Visitors approach the Strader house on a circular driveway. The house is set below street level, so their first sighting is of three arched, iron-gated windows and an iron-railed balcony on the second floor. Stop at the front door to get a second feel for Florentine Villa architecture: an inset, arched entry with matching bracketed, copper sconces on each side that feature intricate scroll work and tulip-shaped glass shades. A simple brass plaque above the door reads “Strader.”

The most dramatic room in the house is just a step inside. The great stone hallway skies to about 18 feet. The three arched windows light it up naturally, and a classic, European-style crystal chandelier drops down to illuminate the center of the hall. Stairs to the left lead up to second-floor bedrooms, a gated door opens straight ahead to the formal dining room and to the right is an arched opening to the living room and reading room beyond it on the south side of the house.

What Walter C. Langsam used as his private office and a bathroom are off a short hall to the left of the grand hall. The kitchen, butler’s pantry and enclosed porch are in the northeast corner of the house off a hallway with a door that leads to the basement where Jack Strader held court and displayed memorabilia from his career and family keepsakes that paid homage to his great grandfather’s mid-19th century business interests.

Walter E. Langsam said the house was designed by Atkins for the Clossons to entertain large groups, a setup that worked for his family as well in their attempt to unite the university and the community through social affairs

“Every other Sunday during the school year, 200 graduating seniors in different departments that were very diverse, as I recall, were invited for a buffet,” Langsam said.
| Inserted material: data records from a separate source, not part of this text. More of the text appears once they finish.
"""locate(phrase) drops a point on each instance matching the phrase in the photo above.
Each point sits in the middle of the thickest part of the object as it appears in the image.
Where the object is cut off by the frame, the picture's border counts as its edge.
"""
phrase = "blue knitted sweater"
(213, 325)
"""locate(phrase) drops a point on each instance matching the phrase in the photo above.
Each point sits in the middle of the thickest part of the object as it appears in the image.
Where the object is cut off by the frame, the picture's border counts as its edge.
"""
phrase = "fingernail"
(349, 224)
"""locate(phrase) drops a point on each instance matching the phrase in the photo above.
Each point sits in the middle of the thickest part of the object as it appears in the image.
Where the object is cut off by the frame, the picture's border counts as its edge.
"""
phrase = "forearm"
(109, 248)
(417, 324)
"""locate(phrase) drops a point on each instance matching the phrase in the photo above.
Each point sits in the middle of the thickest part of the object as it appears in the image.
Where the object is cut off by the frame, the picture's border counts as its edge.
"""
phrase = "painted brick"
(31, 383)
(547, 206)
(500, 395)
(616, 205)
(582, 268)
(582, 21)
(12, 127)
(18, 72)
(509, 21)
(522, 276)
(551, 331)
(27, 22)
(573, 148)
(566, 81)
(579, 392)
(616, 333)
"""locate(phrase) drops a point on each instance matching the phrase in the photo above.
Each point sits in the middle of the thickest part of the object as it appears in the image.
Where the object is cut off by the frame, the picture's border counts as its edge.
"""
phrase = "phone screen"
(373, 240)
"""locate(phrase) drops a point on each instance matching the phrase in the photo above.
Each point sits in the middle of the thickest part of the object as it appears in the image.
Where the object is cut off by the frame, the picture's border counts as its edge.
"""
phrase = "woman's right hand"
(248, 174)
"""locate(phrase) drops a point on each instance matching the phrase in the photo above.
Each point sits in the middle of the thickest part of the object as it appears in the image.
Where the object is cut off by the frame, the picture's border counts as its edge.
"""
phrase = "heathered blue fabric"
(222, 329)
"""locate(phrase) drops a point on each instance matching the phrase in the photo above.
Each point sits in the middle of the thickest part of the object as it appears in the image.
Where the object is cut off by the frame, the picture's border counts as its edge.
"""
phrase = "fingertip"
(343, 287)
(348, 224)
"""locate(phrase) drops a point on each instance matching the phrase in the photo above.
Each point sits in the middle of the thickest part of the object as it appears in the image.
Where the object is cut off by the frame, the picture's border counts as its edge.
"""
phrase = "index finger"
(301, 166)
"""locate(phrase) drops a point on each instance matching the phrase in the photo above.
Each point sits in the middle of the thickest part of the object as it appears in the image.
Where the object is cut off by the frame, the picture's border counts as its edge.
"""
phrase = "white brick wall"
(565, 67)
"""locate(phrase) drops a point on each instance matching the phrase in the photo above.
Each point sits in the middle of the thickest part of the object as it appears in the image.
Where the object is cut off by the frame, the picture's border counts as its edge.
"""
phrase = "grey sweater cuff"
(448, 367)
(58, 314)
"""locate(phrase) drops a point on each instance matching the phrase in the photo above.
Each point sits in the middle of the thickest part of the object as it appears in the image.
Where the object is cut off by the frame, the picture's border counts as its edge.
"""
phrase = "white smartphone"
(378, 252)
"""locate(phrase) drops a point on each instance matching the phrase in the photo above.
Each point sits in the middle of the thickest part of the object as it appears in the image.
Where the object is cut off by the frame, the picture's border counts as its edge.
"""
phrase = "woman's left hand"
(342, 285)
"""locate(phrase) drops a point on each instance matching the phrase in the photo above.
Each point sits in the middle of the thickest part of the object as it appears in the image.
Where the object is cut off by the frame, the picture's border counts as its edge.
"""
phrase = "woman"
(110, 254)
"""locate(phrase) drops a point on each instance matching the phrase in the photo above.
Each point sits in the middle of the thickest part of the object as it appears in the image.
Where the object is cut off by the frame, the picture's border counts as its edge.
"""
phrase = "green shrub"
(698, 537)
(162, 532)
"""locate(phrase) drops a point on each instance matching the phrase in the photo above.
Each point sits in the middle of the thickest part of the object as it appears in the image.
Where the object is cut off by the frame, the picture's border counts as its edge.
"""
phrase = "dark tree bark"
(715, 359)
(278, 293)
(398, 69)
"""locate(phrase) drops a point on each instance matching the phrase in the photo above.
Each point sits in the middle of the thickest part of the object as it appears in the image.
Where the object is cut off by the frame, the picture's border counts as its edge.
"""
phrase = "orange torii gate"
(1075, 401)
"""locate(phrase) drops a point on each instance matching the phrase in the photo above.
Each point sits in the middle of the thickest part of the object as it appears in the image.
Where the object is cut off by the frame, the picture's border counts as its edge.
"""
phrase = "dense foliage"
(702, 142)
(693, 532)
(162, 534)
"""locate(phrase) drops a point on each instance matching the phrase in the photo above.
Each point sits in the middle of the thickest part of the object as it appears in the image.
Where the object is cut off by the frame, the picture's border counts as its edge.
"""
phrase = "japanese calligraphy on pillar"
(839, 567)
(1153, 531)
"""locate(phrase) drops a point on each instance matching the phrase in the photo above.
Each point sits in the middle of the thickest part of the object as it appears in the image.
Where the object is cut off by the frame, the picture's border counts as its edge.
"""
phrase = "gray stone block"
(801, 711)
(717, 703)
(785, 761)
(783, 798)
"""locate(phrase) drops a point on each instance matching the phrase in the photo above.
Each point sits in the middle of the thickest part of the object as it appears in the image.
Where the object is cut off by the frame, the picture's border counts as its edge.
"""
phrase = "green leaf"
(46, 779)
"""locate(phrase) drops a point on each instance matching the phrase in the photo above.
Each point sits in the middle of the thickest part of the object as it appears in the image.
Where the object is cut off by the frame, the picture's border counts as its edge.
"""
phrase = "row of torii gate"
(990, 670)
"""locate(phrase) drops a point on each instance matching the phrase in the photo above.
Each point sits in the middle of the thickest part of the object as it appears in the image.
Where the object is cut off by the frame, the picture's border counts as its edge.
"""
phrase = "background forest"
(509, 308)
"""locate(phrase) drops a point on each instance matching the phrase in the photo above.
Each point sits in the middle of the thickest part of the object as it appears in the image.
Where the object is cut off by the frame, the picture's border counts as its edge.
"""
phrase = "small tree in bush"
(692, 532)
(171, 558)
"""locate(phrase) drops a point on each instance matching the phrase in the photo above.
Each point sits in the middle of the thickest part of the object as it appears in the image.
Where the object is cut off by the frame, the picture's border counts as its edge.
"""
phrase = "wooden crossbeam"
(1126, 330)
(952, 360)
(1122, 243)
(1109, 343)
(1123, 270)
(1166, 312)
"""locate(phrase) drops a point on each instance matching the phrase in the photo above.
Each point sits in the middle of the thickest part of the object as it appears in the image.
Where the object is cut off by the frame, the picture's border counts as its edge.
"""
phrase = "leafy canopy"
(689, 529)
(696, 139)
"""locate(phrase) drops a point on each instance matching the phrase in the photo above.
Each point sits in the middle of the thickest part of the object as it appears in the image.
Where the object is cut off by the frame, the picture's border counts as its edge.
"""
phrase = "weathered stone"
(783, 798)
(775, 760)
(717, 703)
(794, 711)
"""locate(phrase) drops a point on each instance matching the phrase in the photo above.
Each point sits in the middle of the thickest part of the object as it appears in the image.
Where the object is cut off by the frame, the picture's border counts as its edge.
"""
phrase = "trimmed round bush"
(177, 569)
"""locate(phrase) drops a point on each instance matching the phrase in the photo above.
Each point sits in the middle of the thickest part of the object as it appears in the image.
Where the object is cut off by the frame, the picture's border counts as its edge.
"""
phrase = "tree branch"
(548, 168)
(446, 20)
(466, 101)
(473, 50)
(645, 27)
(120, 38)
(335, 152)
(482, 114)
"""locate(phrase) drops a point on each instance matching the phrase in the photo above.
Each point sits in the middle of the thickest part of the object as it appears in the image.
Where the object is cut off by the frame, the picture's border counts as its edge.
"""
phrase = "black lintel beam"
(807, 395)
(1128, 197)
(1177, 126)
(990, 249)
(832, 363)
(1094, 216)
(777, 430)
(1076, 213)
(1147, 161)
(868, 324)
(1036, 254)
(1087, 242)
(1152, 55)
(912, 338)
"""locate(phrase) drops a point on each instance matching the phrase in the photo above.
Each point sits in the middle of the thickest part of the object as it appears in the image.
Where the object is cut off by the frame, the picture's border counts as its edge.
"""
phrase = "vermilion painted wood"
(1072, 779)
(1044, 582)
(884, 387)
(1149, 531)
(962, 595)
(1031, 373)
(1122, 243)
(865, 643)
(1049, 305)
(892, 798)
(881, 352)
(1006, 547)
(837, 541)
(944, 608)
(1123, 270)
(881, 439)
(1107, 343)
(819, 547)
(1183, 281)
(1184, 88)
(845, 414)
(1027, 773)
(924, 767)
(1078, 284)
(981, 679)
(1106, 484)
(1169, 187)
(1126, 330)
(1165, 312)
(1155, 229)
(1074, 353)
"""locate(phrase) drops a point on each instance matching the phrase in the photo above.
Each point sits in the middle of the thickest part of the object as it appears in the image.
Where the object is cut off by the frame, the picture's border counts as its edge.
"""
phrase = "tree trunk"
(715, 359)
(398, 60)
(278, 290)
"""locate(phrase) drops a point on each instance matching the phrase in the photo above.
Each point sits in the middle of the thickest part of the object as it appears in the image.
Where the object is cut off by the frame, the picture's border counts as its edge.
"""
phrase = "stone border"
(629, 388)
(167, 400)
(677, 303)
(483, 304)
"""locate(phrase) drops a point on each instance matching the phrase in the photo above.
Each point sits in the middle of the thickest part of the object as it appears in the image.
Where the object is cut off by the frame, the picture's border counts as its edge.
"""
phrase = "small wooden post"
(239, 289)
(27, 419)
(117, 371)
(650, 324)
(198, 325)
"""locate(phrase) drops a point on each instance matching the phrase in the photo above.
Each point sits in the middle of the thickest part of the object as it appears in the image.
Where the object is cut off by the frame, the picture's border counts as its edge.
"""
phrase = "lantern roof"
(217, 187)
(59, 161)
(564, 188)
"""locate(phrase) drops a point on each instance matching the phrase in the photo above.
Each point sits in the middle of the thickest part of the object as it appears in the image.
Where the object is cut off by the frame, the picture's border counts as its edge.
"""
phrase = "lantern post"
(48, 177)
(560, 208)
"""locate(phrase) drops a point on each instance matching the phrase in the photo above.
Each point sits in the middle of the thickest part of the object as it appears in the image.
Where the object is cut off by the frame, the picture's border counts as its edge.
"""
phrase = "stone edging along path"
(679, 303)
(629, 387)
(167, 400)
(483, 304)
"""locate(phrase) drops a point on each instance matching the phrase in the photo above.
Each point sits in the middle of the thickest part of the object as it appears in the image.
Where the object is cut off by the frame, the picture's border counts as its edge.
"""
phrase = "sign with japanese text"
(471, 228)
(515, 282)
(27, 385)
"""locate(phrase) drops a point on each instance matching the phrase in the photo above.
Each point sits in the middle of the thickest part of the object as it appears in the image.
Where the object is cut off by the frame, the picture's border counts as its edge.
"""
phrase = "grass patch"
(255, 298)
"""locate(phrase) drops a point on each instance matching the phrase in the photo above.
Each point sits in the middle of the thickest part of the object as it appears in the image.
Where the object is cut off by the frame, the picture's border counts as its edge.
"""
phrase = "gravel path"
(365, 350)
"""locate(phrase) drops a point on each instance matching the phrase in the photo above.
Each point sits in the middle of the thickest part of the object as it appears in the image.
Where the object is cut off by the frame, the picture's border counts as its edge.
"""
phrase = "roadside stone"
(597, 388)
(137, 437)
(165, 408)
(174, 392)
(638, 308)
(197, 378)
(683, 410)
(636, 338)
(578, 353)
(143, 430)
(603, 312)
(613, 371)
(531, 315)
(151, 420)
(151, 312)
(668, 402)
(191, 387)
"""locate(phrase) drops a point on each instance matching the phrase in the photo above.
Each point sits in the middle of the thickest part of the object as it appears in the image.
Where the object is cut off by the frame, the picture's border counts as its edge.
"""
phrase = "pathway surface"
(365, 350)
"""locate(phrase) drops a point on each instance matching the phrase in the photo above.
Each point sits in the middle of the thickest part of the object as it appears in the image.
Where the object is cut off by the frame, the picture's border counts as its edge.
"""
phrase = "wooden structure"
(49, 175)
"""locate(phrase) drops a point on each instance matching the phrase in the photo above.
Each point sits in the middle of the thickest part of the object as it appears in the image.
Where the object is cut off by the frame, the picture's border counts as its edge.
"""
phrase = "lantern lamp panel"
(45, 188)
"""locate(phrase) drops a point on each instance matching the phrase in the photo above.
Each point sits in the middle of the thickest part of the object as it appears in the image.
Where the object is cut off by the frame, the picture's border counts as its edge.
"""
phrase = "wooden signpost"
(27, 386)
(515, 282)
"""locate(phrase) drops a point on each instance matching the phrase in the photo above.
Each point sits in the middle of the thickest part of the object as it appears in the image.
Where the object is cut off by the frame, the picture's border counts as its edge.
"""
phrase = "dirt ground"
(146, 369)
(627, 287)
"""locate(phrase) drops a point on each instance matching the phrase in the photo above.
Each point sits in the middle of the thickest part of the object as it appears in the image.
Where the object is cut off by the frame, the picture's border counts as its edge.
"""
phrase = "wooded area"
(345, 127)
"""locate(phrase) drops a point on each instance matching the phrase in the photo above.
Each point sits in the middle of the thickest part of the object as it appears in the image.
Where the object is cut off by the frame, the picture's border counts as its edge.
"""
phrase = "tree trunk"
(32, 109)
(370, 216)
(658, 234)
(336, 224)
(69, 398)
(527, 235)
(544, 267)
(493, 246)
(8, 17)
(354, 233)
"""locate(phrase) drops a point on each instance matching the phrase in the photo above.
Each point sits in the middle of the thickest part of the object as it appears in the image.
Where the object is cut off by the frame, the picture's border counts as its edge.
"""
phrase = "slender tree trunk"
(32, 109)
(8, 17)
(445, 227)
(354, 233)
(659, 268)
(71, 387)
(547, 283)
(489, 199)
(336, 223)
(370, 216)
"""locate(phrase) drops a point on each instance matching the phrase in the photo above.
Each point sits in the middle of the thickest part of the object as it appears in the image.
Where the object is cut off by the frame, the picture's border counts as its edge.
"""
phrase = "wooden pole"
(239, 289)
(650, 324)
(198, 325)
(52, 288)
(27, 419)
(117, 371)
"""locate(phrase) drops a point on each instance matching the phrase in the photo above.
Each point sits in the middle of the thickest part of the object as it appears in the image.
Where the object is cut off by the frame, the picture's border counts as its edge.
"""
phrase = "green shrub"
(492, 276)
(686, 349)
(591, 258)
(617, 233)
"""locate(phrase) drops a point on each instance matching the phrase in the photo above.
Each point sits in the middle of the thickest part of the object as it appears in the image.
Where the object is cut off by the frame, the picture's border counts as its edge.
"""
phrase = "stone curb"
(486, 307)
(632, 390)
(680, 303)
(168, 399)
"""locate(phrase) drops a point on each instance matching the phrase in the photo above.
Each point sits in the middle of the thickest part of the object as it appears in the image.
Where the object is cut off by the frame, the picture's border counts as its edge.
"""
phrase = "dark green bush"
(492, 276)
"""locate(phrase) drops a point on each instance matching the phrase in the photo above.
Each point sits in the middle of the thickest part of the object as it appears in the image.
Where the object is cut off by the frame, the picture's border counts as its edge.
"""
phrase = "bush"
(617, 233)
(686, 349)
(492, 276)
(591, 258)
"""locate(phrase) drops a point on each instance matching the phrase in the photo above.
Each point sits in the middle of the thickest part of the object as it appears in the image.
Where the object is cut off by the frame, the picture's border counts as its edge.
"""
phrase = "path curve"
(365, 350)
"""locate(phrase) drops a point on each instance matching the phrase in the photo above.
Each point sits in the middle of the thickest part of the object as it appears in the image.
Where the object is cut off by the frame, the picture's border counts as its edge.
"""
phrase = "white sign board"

His mother would host, as would members of the UC faculty. “Usually, about 150 students would come.”

A Grandson’s Memories

Sean Darragh, one of two Strader grandsons, spent the first three years of his life living in the house while his grandparents lived next door. The Closson and UC house was a wedding gift to his parents from Jack and Joan Strader.

Darragh, who lives in Texas and is a security specialist, said he has wonderful memories of the two houses and the yard.

“We used to love to play in the valley there behind the houses in the woods,” Darragh said. “Because parts of the hill in that valley used to be a trash dump for the farm in the 1800s, we constantly dug up old beer bottles from Cincinnati breweries.” Part of his and his brother’s collection is displayed at the Cincinnati Museum Center in Union Terminal.

Darragh said he remembers being so adventurous in those wide open spaces when he was a toddler that his grandmother would instruct the family’s pet Dobermans to keep a watch on him.

“Those Dobies were like assistant babysitters,” he said. When Darragh strayed too far from those houses, “they’d latch on to my diaper and hold on to me.”

“And of course, we loved to play in the house. There were like a million places to hide. It was so huge” he said.